The GDAL Python package is built using SWIG. The currently supported version is SWIG >= 4
Usage
Imports
There are five major modules that are included with the GDAL Python bindings.:
>>> from osgeo import gdal
>>> from osgeo import ogr
>>> from osgeo import osr
>>> from osgeo import gdal_array
>>> from osgeo import gdalconst
API
API documentation is available at GDAL Python submodules
Numpy
One advanced feature of the GDAL Python bindings not found in the other language bindings is integration with the Python numerical array facilities. The gdal.Dataset.ReadAsArray() method can be used to read raster data as numerical arrays, ready to use with the Python numerical array capabilities.
Tutorials
Chris Garrard has given courses at Utah State University on "Geoprocessing with Python using Open Source GIS" (http://www.gis.usu.edu/~chrisg/python). There a re many slides, examples, test data... and homework ;-) that can -be greatly helpful for beginners with GDAL/OGR in Python.
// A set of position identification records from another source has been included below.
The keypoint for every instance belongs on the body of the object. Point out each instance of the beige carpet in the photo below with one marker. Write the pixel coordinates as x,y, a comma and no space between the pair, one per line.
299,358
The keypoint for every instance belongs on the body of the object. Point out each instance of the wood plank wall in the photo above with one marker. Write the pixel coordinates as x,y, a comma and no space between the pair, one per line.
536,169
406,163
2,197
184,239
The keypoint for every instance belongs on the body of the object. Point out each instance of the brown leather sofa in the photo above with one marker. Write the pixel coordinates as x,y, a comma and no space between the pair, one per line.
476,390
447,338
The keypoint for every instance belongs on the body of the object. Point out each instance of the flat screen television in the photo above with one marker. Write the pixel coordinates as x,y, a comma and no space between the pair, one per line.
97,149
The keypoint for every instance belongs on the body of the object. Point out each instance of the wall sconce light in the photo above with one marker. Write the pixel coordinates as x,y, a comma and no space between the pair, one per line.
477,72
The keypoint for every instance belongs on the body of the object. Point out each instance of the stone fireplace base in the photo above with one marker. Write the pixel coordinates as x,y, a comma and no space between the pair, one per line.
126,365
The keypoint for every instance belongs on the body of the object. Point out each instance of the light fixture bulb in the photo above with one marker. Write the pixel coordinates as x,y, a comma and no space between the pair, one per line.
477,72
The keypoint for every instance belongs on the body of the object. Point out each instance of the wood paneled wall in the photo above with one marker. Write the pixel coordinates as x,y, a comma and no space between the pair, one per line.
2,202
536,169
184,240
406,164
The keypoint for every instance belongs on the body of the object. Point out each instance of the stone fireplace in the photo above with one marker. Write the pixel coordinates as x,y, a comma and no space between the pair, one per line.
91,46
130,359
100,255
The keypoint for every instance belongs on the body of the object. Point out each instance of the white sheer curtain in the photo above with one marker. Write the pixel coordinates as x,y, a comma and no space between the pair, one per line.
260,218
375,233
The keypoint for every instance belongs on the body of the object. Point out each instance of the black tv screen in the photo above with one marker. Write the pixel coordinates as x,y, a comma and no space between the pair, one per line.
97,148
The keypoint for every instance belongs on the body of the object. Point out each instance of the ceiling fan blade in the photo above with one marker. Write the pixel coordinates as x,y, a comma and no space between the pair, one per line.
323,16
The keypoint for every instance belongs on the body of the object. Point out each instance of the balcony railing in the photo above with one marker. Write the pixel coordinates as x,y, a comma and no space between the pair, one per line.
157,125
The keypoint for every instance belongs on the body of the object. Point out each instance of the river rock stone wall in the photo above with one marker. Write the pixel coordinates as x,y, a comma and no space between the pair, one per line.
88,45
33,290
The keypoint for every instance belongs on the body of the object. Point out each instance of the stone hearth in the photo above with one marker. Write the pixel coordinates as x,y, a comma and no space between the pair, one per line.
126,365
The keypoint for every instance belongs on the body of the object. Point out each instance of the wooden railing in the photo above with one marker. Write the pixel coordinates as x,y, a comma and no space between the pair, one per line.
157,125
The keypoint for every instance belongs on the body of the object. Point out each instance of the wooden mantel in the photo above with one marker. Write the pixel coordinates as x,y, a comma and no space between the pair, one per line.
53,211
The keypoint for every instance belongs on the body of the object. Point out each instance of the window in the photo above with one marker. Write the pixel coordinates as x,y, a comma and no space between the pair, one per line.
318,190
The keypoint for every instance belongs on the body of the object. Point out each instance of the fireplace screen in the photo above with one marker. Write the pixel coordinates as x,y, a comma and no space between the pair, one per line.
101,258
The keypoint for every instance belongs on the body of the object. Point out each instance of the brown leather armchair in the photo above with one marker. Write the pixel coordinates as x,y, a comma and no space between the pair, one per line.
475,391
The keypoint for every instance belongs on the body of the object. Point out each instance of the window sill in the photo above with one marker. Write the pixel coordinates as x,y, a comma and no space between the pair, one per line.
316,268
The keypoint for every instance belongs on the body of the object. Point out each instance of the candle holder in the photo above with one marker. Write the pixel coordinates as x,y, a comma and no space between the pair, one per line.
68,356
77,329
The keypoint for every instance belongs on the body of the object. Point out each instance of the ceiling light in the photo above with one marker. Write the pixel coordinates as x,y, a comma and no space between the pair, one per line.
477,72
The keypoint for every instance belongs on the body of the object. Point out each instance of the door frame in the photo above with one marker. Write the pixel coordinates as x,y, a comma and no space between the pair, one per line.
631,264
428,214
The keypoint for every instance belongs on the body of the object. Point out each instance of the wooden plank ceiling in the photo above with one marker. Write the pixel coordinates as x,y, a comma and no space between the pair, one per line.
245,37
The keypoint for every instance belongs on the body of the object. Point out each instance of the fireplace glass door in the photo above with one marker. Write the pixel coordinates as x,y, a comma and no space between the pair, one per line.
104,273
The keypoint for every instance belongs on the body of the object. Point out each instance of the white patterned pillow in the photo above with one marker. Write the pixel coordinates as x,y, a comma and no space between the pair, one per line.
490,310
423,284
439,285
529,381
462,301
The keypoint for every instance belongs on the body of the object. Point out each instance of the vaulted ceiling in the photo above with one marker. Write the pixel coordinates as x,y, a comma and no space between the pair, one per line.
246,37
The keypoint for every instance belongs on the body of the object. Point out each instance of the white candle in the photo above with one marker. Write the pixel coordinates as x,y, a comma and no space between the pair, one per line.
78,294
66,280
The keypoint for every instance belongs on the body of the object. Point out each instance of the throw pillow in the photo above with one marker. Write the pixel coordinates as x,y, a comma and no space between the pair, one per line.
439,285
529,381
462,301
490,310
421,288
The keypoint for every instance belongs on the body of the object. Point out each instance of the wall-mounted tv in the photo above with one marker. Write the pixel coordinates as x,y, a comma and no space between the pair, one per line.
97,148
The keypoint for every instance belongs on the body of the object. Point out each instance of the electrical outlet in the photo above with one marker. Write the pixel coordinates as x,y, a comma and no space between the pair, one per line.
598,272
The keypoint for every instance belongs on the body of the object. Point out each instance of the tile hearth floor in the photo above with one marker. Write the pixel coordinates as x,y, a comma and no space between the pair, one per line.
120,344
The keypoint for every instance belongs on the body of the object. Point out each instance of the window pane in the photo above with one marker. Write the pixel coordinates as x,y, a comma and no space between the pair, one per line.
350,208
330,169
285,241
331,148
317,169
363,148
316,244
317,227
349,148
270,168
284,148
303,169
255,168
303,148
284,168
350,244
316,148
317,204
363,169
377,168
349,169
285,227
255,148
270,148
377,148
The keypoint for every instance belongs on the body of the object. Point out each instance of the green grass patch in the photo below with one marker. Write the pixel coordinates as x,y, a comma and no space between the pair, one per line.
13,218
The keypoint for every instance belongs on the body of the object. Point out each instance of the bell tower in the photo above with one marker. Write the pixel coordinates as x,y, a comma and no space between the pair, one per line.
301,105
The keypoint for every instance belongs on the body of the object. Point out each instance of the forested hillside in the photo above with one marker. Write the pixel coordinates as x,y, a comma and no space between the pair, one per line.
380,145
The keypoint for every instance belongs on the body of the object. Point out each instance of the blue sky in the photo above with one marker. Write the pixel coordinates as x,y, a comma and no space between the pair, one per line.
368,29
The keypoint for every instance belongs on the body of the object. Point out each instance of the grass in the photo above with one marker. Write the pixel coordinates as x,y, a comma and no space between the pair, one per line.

A cookbook full of recipes for using the Python GDAL/OGR bindings : http://pcjericks.github.io/py-gdalogr-cookbook/index.html
Gotchas
Although GDAL's and OGR's Python bindings provide a fairly "Pythonic" wrapper around the underlying C++ code, there are several ways in which the Python bindings differ from typical Python libraries. These differences can catch Python programmers by surprise and lead to unexpected results. These differences result from the complexity of developing a large, long-lived library while continuing to maintain backward compatibility. They are being addressed over time, but until they are all gone, please review this list of Python Gotchas in the GDAL and OGR Python Bindings.
Examples
An assortment of other samples are available in the Python github samples directory with some description in the Python Sample scripts.
Several GDAL utilities are implemented in Python and can be useful examples.
The majority of GDAL regression tests are written in Python. They are available at https://github.com/OSGeo/gdal/tree/master/autotest
Some examples of GDAL/numpy integration can be found is found in the following scripts:
gdal_calc.py
val_repl.py
gdal_merge.py
gdal2tiles.py
gdal2xyz.py
pct2rgb.py
gdallocationinfo.py
One example of GDAL/numpy integration is found in the val_repl.py script.
Note
Performance Notes
ReadAsArray expects to make an entire copy of a raster band or dataset unless the data are explicitly subsetted as part of the function call. For large data, this approach is expected to be prohibitively memory intensive.